I've also been a refinery engineer, a firefighter and paramedic, a travel nurse recruiter, a hospice care specialist, a lab technician. My path was unconventional — not because I was directionless, but because I was searching for work that mattered, work where I could be direct and real.
But here's what those fifteen years taught me: I've been on both sides. I've been the clinician trying to help and the person in crisis needing help. I've been the case manager and the conserved client. I've been the system and the person the system failed.
I see how systems fail people, especially people who think differently. I see how they expect compliance and measure success by narrow metrics. I see how they miss the actual struggles because they're looking for the wrong things.
And here's what I want you to understand: your relationship is probably failing you in predictable ways. Not because you're doing something wrong, but because the tools designed for neurotypical relationships don't work when one person's brain is wired differently. That's not a character flaw. That's a structural problem.
What Cassandra Syndrome Actually Looks Like
You've probably heard the term "Cassandra Syndrome" — the sense of being isolated, invalidated, and unheard by someone you love. The feeling that your reality doesn't match theirs, and you're the only one who sees the problem. The exhaustion of trying to explain something that should be obvious. The loneliness of not being believed.

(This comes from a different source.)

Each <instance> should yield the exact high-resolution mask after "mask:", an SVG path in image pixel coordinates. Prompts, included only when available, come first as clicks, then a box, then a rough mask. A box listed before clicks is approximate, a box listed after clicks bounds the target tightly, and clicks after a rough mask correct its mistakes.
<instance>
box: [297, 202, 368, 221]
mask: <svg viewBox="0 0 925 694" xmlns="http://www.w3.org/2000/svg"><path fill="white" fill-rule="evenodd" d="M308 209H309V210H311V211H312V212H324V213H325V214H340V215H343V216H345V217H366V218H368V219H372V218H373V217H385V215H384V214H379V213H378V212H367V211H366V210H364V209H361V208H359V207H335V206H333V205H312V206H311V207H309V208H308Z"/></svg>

That's real. And I want to help you understand why it's happening, so you can stop thinking it's something you did wrong.
When you're in a relationship with an undiagnosed or unmanaged neurodivergent person, you're often in a relationship with someone who experiences the world in fundamentally different ways.
Your communication style doesn't land the way you expect. Your emotional needs don't register the way they should. Your perception of what's happening in the relationship doesn't match theirs — and neither of you is wrong. You're just working with different operating systems.
This creates a situation where you're constantly adjusting, explaining, advocating, and it still doesn't work. You start to think: Maybe I'm too sensitive. Maybe I'm asking for too much. Maybe I'm the problem. Maybe I'm crazy.
You're not. I've been the person on the other side of this dynamic, and I can tell you: the confusion you feel, the pain, the sense that you're not being heard — that's real. It's not your fault. And it's not something you can fix alone.
What You'll Get in Sessions With Me
I'm here to translate. To help you understand what's actually happening in your relationship, separate from what you've been blaming yourself for. I've lived the neurodivergent side of this dynamic, and I've done the work to see what it feels like from yours.
I'm direct. I won't use clinical language as a barrier. I'll be honest about what I see, and I'll validate your experience completely. You are not crazy. You are not asking for too much. You are experiencing a real structural challenge that most couples don't have to navigate, and you're doing it without a map.
I've trained in CBT, DBT, Motivational Interviewing, trauma-informed care, and substance use treatment. I'm also trained in LIGHT Therapy and hypnotherapy. But I don't lead with frameworks — I lead with understanding the actual relationship you're in and why it hurts the way it does.
In sessions, we'll talk about what's real in your relationship. The patterns that don't make sense. The ways you've been trying to help that haven't worked. The things you've blamed yourself for that aren't actually your responsibility. The ways you might need to protect yourself or make different choices.
You don't need to perform for me. You don't need to be calm or rational or unemotional. You can be angry, confused, desperate, skeptical — whatever you actually feel. I won't pathologize your experience or ask you to accept less than you deserve.